北ヨーロッパを旅すると、古い街の中心には必ず立派な市庁舎が建っている。建設されてから何世紀も経て、現在も使われている。その中には、格調高い設えの議会が存在し、様々な市民生活に必要なことが議論され決定されている。そのシステムの歴史は古いもので千年の歴史があるという。それだけの年月を経て、やっと定着させた代議制民主主義のシステムなのだ。
  新たにそのシステムを吹き込むためには、まず地域住民の識字率を高め、ある程度の教育を受けることが必要になるだろう。粘り強い訓練も必要となる。

  リビアでも、権力者のカダフィを倒して、民主的な政府を、という思いで欧米が軍事行動を主導した。しかし、カダフィ亡き後、今では、内戦状態が継続し収拾付かなくなっている。

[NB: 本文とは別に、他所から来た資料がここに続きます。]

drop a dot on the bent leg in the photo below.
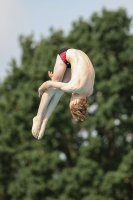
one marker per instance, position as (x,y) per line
(37,120)
(52,104)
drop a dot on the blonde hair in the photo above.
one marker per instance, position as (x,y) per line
(79,110)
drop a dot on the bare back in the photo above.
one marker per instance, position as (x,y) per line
(82,71)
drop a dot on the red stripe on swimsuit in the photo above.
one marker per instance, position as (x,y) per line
(63,56)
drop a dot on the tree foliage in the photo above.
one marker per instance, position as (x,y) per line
(92,160)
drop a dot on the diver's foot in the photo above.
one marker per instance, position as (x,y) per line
(42,129)
(36,126)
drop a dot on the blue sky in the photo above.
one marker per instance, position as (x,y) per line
(37,16)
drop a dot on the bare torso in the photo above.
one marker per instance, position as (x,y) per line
(82,71)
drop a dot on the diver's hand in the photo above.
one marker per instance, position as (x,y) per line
(50,74)
(43,88)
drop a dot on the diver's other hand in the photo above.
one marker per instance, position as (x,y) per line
(42,88)
(50,74)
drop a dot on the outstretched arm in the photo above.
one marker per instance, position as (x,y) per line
(66,87)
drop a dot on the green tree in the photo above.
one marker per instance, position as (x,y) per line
(90,160)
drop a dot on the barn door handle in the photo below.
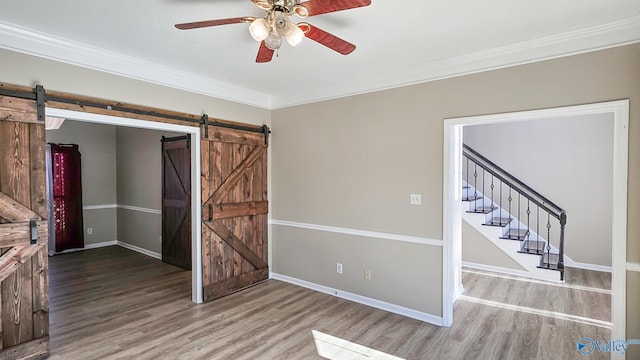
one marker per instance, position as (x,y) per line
(33,224)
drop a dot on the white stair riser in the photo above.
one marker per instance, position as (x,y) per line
(511,248)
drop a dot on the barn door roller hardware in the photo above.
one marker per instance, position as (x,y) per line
(40,96)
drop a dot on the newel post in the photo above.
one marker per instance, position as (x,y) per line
(563,223)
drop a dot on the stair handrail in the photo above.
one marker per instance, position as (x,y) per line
(514,182)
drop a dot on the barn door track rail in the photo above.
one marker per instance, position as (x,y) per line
(39,94)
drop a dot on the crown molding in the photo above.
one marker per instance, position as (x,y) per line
(617,33)
(598,37)
(27,41)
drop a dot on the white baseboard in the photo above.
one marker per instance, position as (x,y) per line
(143,251)
(396,309)
(87,247)
(585,266)
(503,270)
(633,266)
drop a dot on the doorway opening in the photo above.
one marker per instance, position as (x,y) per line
(194,133)
(452,195)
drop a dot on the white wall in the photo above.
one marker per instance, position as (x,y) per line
(569,161)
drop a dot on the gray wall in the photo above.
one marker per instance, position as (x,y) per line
(353,162)
(139,169)
(397,135)
(97,144)
(568,160)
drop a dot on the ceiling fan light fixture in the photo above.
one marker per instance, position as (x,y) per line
(295,36)
(281,24)
(259,29)
(273,41)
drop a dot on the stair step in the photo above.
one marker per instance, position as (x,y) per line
(471,197)
(550,261)
(482,210)
(498,221)
(533,247)
(515,234)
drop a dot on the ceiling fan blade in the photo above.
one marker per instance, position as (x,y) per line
(317,7)
(264,54)
(326,39)
(207,23)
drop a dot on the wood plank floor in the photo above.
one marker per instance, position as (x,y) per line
(112,303)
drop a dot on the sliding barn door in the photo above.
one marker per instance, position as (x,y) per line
(176,201)
(234,211)
(24,309)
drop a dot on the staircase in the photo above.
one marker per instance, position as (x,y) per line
(524,224)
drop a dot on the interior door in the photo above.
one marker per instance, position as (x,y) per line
(24,310)
(234,196)
(176,201)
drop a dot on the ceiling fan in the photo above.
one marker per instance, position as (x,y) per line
(275,25)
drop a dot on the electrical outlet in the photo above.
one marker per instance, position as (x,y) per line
(367,274)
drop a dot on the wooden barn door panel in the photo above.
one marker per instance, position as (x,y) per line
(234,193)
(176,201)
(24,308)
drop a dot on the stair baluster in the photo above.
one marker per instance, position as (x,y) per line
(520,232)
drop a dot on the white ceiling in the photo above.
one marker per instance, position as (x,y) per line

まだ、民主主義が未熟な国では部族対立、宗教的ないがみ合いなどを抑え、国中に一定のシステムを保証するためには、強大な権力が必要な状態なのだろう。そこから、一挙に民主主義を導入するには、国連などの監視と粘り強い教育などによって、民度を急速に向上させることが急務なのだ。
  アフガニスタンでは、せっかく20年もあった時期に、このことを成し得ず、部族間の政治に委ねてしまった結果、再び、タリバンがカブール制圧という事態を招いてしまったのだろうと思う。
   以前から思っていたことだが、民主国家を樹立するには、多くの年月と教育が必要なのだ。それを武力で平定して、一気に作り上げようとしてもダメだというのは、歴史が証明している。

   それは、この日本でも同様なことが云える。日本では、民主主義的なシステムが全国民対象に適用されたのは、第二次大戦後なのだ。まだ1世紀にもなっていない習熟途中のシステムなのだ。だから、不断の努力が求められる状況なのだ。